List comprehensions splitting loop variable

2020-03-08 09:00发布

问题:

I am trying to find out if there is a way to split the value of each iteration of a list comprehension only once but use it twice in the output.

As an example of the problem I am trying to solve is, I have the string:

a = "1;2;4\n3;4;5"

And I would like to perform this:

>>> [(x.split(";")[1],x.split(";")[2]) for x in a.split("\n") if x.split(",")[1] != 5]
[('2', '4'), ('4', '5')]

Without the need for running split three times. So something like this (Which is obviously invalid syntax but hopefully is enough to get the message across):

[(x[1],x[2]) for x.split(";") in a.split("\n") if x[1] != 5]

In this question I am not looking for fancy ways to get the 2nd and 3rd column of the string. It is just a way of providing a concrete example. I could for course for the example use:

[x.split(";")[1:3] for x in a.split("\n")]

The possible solutions I have thought of:

  1. Not use a list comprehension
  2. Leave it as is
  3. Use the csv.DictReader, name my columns and something like StringIO to give it the input.

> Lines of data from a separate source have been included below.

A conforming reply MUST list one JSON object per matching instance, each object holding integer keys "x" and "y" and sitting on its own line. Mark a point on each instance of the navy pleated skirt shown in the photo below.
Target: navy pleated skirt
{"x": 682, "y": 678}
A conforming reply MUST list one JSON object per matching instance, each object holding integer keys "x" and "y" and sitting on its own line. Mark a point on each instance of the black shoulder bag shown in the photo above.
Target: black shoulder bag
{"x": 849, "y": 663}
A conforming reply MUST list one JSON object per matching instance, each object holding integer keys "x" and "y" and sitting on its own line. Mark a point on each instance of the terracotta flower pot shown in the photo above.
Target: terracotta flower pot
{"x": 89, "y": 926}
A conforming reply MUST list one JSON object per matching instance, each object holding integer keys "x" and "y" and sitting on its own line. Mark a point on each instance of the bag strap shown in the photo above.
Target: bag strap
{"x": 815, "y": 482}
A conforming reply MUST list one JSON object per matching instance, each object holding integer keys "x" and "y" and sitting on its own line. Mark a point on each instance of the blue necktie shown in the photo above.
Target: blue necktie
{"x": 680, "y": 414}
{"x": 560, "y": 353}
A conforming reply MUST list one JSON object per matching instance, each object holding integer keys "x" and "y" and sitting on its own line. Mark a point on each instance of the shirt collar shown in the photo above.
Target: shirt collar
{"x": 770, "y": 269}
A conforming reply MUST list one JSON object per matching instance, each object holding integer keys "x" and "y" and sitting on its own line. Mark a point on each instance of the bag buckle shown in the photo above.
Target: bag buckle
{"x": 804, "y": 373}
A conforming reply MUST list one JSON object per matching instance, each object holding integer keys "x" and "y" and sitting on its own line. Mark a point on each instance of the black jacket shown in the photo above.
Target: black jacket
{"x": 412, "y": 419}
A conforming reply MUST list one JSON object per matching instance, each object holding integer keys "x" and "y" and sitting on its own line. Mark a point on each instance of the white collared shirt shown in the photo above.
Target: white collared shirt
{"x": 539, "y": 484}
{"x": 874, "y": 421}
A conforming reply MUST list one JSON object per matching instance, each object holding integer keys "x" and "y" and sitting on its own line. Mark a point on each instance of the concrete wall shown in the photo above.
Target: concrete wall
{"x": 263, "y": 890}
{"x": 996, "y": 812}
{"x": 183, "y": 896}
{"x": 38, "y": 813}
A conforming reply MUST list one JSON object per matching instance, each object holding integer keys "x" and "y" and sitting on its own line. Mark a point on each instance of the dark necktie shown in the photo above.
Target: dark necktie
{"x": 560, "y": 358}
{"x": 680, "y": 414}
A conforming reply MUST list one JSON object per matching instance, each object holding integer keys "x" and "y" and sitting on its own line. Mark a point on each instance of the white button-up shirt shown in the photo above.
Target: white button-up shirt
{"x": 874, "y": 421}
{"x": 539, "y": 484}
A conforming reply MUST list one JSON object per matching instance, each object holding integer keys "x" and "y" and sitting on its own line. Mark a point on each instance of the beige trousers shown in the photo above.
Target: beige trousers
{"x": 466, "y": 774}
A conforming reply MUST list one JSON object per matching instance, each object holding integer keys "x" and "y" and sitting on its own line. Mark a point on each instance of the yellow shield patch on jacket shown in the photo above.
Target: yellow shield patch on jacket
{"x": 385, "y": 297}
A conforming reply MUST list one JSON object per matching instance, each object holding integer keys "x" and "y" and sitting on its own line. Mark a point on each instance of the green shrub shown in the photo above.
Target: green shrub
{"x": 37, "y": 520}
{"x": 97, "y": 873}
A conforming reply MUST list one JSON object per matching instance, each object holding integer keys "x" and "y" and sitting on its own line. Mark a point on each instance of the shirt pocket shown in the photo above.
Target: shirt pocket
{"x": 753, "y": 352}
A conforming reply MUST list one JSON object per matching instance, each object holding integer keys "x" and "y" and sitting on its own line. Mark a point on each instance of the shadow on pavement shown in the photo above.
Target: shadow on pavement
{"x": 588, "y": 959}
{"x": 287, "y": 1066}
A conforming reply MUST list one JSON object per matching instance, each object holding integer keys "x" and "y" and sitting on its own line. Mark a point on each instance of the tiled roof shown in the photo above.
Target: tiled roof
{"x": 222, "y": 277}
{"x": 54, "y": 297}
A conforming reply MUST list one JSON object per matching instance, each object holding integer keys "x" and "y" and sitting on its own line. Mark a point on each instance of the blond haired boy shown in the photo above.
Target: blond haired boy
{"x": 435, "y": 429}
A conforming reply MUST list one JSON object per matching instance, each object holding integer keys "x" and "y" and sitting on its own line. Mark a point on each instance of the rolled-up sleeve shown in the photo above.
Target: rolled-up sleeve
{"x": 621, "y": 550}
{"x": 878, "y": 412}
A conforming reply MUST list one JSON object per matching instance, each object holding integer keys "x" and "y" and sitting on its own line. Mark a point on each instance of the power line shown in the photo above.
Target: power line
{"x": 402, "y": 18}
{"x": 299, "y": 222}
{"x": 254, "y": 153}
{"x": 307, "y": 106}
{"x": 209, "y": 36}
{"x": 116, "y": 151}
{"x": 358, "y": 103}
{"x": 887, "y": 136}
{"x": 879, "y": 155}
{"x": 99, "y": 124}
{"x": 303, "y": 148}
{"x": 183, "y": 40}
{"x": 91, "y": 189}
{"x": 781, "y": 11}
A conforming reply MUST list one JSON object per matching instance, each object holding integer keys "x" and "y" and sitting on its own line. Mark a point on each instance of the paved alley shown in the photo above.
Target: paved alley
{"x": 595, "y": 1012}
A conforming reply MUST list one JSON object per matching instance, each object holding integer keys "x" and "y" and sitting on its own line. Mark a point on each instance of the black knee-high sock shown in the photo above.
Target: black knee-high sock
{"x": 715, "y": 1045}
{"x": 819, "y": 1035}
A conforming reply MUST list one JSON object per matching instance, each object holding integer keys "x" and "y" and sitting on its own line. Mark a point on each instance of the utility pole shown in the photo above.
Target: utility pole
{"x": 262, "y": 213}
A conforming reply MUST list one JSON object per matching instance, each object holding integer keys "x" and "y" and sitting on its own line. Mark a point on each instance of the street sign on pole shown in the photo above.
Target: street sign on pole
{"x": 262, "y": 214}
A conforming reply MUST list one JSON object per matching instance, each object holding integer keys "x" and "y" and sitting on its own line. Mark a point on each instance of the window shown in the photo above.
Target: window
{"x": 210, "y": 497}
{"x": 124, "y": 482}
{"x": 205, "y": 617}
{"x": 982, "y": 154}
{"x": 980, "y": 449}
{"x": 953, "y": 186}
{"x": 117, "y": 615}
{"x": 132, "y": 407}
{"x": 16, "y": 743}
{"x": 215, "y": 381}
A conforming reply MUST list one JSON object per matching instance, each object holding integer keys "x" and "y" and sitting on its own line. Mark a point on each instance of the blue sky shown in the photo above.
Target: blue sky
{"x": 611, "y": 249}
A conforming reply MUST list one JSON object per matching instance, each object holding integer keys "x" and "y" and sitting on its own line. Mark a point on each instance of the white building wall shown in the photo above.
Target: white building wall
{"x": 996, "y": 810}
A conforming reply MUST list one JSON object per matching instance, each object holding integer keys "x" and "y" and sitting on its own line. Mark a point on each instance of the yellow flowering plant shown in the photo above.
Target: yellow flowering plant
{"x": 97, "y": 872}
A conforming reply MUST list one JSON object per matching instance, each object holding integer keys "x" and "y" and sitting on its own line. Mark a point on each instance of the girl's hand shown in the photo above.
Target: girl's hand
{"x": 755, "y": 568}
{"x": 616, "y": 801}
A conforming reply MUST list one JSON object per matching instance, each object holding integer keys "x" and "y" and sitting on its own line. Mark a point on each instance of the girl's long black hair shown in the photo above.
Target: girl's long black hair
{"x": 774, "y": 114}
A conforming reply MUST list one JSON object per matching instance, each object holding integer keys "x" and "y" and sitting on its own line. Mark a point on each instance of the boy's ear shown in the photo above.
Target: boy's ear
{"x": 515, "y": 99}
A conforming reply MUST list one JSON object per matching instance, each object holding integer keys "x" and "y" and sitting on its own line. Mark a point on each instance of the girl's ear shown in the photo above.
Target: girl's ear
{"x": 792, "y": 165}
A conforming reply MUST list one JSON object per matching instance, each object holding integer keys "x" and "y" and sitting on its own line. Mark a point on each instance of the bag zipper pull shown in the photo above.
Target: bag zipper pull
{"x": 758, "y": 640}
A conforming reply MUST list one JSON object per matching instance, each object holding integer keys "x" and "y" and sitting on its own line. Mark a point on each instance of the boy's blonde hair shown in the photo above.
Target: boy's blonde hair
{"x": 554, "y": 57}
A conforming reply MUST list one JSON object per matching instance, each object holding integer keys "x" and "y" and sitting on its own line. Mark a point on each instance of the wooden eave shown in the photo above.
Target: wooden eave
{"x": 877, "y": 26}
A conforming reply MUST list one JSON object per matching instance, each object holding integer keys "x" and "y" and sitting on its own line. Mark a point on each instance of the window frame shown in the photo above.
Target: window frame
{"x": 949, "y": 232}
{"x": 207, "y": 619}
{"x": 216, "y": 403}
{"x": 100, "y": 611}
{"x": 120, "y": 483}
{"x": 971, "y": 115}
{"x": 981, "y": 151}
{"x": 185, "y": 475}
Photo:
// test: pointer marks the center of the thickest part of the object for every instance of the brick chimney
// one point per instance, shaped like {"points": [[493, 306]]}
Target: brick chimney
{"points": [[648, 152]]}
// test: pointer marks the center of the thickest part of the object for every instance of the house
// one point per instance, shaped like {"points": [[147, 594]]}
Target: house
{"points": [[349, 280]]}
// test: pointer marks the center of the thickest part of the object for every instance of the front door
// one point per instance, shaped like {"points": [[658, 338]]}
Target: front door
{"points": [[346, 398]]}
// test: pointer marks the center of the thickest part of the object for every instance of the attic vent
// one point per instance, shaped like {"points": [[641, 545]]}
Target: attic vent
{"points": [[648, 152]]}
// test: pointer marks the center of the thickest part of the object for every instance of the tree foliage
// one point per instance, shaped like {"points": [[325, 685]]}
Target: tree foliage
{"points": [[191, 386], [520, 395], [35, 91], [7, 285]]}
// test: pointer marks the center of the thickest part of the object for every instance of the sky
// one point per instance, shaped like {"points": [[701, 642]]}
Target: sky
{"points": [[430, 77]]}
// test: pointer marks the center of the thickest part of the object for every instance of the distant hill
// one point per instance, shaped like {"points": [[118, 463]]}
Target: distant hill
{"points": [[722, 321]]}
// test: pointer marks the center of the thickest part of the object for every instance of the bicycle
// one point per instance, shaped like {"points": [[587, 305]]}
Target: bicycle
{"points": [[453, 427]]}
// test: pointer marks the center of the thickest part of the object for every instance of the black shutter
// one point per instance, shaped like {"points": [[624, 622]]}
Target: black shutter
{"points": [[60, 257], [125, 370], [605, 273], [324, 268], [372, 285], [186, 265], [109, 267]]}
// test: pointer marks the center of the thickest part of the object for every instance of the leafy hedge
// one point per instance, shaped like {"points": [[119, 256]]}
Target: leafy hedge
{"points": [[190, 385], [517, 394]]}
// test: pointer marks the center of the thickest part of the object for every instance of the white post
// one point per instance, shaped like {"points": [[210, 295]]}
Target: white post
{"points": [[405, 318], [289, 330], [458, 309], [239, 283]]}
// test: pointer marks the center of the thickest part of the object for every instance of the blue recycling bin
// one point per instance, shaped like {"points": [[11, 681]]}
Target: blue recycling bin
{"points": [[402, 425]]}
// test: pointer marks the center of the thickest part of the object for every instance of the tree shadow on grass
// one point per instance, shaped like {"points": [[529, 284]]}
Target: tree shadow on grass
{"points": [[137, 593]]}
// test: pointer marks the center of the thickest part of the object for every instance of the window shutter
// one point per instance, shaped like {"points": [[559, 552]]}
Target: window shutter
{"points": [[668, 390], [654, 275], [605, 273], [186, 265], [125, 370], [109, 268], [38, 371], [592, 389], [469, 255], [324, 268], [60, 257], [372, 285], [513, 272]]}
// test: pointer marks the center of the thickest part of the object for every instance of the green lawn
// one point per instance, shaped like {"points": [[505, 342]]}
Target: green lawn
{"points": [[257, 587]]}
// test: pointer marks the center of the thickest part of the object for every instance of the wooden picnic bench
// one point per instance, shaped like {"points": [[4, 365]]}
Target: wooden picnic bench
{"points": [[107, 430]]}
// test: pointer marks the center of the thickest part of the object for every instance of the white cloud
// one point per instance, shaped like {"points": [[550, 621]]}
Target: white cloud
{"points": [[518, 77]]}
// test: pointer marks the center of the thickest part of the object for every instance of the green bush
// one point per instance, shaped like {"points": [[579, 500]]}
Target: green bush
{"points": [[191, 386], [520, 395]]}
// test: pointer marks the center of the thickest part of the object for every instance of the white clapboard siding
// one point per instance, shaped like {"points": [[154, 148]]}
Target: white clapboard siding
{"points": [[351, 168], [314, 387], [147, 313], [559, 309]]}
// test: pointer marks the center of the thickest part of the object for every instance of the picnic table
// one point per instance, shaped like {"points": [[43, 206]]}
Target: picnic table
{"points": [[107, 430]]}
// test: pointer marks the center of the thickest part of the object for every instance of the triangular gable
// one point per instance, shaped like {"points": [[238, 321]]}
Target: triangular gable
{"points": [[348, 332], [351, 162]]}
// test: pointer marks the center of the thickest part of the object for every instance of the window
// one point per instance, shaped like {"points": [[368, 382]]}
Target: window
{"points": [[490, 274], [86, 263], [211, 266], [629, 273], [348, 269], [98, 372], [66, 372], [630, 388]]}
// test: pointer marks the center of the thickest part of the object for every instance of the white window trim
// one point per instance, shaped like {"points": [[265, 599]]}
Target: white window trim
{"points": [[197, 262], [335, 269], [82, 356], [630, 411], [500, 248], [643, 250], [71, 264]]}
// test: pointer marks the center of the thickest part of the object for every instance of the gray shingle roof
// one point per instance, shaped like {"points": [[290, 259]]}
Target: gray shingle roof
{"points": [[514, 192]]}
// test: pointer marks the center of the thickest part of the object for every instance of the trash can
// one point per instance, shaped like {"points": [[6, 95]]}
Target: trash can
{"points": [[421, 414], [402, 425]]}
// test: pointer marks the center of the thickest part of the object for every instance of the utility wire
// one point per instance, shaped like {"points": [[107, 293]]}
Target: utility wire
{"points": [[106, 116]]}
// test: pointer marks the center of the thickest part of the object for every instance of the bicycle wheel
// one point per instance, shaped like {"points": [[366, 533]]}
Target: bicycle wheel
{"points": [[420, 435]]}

This is mostly something that would be a nice pattern to be able to use rather than a specific case so its hard to answer the "why do you want to do this" or "what is this for" kind of questions

Update: After being reading the solution below I went and ran some speed tests. And I found in my very basic tests that the solution provided was 35% faster than the naive solution above.

回答1:

You could use a list comprehension wrapped around a generator expression:

[(x[1],x[2]) for x in (x.split(";") for x in a.split("\n")) if x[1] != 5]


回答2:

Starting Python 3.8, and the introduction of assignment expressions (PEP 572) (:= operator), it's possible to use a local variable within a list comprehension in order to avoid calling twice the same expression:

In our case, we can name the evaluation of line.split(';') as a variable parts while using the result of the expression to filter the list if parts[1] is not equal to 5; and thus re-use parts to produce the mapped value:

# text = '1;2;4\n3;4;5'
[(parts[1], parts[2]) for line in text.split('\n') if (parts := line.split(';'))[1] != 5]
# [('2', '4'), ('4', '5')]